Honestly, the feature's biggest weakness is that Instagram buries it. Most people don't even know the Favorites feed exists because it hides behind that tiny logo tap. Which is a shame, because for the specific problem of "I can't find my friends' posts anymore," it's the cleanest fix Instagram offers — and it's been sitting there the whole time.
Frequently Asked Questions
Does Instagram notify someone when you add them to Favorites?
No. Adding someone to your Favorites is completely private — no notification, no DM, nothing shows up on their end. They can't see it in their settings or on their profile either. It's one of the most private things you can do on Instagram.
What's the difference between Favorites and Close Friends?
Favorites controls what you see (it prioritizes those accounts' posts in your feed), while [Close Friends](/blog/instagram-close-friends-list-privacy-2026) controls what others see (it limits who can view your private stories). One is inbound and silent; the other is outbound and shows a green ring. They're opposite tools with similar names.
How many accounts can I add to Instagram Favorites?
Up to 50 accounts. You can add or remove people whenever you want, with no limit on edits and no cooldown period. Swap them in and out as your interests change — the list is yours to edit freely.
Can I see who added me to their Favorites?

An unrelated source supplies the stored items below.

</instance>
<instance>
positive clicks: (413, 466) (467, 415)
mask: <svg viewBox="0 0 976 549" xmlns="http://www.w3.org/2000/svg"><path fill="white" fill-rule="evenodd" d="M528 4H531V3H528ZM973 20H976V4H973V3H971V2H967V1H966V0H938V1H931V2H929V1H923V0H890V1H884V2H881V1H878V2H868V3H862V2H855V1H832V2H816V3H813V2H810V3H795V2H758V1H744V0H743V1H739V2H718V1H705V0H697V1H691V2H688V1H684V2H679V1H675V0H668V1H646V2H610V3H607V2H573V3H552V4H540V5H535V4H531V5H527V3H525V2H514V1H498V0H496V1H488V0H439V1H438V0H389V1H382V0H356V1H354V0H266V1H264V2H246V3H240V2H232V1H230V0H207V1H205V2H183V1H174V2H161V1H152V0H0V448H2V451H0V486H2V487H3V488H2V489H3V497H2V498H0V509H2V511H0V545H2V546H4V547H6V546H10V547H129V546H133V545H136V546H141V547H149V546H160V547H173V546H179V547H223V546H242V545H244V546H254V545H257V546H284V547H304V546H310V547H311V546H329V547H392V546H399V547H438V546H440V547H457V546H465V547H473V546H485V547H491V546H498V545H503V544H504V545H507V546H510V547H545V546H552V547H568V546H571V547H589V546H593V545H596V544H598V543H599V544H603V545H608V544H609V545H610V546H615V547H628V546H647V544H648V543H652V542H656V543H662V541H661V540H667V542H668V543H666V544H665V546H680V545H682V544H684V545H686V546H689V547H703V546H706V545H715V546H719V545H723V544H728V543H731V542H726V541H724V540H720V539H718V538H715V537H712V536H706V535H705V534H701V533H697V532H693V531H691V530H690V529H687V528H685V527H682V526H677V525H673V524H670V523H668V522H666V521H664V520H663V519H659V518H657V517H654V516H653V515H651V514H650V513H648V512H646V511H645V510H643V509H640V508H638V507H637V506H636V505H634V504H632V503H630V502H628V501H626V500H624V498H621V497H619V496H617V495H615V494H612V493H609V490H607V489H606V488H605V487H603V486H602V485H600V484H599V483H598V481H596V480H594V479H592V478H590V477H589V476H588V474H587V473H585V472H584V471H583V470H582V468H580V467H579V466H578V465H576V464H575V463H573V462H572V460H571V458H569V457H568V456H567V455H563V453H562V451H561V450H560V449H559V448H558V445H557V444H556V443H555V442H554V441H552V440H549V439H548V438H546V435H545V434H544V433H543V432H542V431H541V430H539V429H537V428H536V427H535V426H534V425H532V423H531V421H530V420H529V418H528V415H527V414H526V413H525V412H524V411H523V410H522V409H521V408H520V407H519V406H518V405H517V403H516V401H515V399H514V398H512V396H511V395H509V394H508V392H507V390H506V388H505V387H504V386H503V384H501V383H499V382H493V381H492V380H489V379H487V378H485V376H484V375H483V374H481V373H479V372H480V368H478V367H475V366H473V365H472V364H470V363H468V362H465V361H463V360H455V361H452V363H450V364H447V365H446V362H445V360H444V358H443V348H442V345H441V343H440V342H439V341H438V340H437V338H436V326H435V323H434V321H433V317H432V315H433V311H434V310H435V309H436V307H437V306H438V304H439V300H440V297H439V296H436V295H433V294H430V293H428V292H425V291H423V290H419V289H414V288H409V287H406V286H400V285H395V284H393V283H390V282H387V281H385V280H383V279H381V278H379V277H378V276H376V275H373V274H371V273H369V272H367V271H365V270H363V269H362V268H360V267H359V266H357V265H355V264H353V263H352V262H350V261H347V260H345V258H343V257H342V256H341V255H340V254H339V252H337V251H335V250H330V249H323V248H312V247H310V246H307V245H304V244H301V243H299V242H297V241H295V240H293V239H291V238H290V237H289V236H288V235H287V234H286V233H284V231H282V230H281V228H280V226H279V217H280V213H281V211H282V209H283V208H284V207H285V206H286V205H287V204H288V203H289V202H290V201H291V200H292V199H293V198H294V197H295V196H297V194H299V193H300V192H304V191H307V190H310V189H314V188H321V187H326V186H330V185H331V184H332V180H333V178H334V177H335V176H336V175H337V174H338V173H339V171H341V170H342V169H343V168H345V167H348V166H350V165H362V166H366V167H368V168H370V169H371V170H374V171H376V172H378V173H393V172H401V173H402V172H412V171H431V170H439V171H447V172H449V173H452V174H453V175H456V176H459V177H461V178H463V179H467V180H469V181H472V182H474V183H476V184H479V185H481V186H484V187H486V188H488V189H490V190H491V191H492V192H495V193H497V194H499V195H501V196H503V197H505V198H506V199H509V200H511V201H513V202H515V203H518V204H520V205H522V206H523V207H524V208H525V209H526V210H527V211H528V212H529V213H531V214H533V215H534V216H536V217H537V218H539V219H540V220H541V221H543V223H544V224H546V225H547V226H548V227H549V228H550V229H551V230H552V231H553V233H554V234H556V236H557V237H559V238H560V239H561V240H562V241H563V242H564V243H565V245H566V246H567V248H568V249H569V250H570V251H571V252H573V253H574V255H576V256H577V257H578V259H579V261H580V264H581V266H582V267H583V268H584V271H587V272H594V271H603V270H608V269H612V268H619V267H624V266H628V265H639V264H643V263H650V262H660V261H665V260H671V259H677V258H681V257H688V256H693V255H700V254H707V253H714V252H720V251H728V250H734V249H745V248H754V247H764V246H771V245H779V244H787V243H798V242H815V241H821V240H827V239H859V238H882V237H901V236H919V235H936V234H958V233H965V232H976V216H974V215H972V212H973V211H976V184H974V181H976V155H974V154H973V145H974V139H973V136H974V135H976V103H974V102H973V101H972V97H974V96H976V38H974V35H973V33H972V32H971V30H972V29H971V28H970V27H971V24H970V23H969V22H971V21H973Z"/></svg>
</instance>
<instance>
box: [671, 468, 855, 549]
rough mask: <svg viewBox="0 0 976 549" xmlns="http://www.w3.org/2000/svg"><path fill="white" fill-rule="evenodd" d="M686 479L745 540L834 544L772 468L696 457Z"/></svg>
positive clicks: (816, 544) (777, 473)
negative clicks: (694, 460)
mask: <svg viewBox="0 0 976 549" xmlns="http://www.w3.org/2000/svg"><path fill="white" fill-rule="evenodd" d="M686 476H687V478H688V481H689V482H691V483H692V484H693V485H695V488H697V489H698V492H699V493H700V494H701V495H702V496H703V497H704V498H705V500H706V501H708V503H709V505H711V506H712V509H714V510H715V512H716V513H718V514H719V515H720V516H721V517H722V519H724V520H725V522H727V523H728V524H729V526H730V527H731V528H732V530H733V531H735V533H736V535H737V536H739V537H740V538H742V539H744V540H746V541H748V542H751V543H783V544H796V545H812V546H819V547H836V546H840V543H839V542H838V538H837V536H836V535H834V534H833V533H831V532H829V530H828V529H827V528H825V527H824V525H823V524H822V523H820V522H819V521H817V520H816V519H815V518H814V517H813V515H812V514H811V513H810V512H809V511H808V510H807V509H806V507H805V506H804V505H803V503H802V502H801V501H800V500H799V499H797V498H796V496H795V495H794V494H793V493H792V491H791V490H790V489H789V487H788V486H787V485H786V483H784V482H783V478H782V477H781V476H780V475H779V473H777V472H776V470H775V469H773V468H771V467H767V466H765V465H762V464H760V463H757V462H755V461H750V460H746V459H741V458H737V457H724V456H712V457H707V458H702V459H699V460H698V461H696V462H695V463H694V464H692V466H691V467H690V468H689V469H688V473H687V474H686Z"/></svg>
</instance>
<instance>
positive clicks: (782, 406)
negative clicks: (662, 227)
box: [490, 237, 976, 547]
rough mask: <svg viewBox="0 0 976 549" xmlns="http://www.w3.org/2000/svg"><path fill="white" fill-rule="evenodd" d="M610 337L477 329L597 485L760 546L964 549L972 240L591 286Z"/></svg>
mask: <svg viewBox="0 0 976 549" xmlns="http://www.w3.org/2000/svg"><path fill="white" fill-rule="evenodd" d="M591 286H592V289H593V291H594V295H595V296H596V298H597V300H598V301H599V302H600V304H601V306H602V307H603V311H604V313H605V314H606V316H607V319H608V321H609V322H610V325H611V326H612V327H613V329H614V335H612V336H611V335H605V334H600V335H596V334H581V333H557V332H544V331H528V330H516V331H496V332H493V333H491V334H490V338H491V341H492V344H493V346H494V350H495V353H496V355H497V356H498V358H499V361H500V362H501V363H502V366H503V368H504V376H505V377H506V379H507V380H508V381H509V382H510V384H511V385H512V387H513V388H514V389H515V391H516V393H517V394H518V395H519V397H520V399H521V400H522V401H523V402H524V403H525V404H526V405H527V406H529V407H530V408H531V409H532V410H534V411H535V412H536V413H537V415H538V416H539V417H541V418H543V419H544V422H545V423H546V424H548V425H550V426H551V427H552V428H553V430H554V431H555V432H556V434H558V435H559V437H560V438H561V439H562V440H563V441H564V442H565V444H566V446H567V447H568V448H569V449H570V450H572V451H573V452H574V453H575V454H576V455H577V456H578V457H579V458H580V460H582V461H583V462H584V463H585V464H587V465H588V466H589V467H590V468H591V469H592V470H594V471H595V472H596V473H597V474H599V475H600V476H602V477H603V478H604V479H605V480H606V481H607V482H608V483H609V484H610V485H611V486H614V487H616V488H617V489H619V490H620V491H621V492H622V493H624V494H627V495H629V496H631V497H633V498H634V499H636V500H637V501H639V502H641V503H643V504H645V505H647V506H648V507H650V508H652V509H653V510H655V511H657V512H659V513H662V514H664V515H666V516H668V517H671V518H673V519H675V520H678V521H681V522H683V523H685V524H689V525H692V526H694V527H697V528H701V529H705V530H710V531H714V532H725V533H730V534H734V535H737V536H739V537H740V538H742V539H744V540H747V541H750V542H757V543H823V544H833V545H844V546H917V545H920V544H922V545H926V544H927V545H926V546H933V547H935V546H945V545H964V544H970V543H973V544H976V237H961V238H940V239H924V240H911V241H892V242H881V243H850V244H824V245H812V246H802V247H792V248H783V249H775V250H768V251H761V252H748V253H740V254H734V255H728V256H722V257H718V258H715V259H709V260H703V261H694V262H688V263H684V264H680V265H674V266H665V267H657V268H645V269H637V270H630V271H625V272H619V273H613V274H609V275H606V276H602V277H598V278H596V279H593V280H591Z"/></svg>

No. There's no list, checker, or notification that reveals who favorited you — that data simply doesn't exist on your end. Any app claiming to show 'who added you to Favorites' is a scam, the same way the fake 'who viewed your profile' apps are.
Do posts from my Favorites still show in my normal feed?
Yes. Favorited accounts' posts appear in your regular home feed with a star icon AND get pushed higher in the ranking. There's also a separate Favorites-only feed you can switch to that shows nothing but those accounts, with no ads or suggestions mixed in.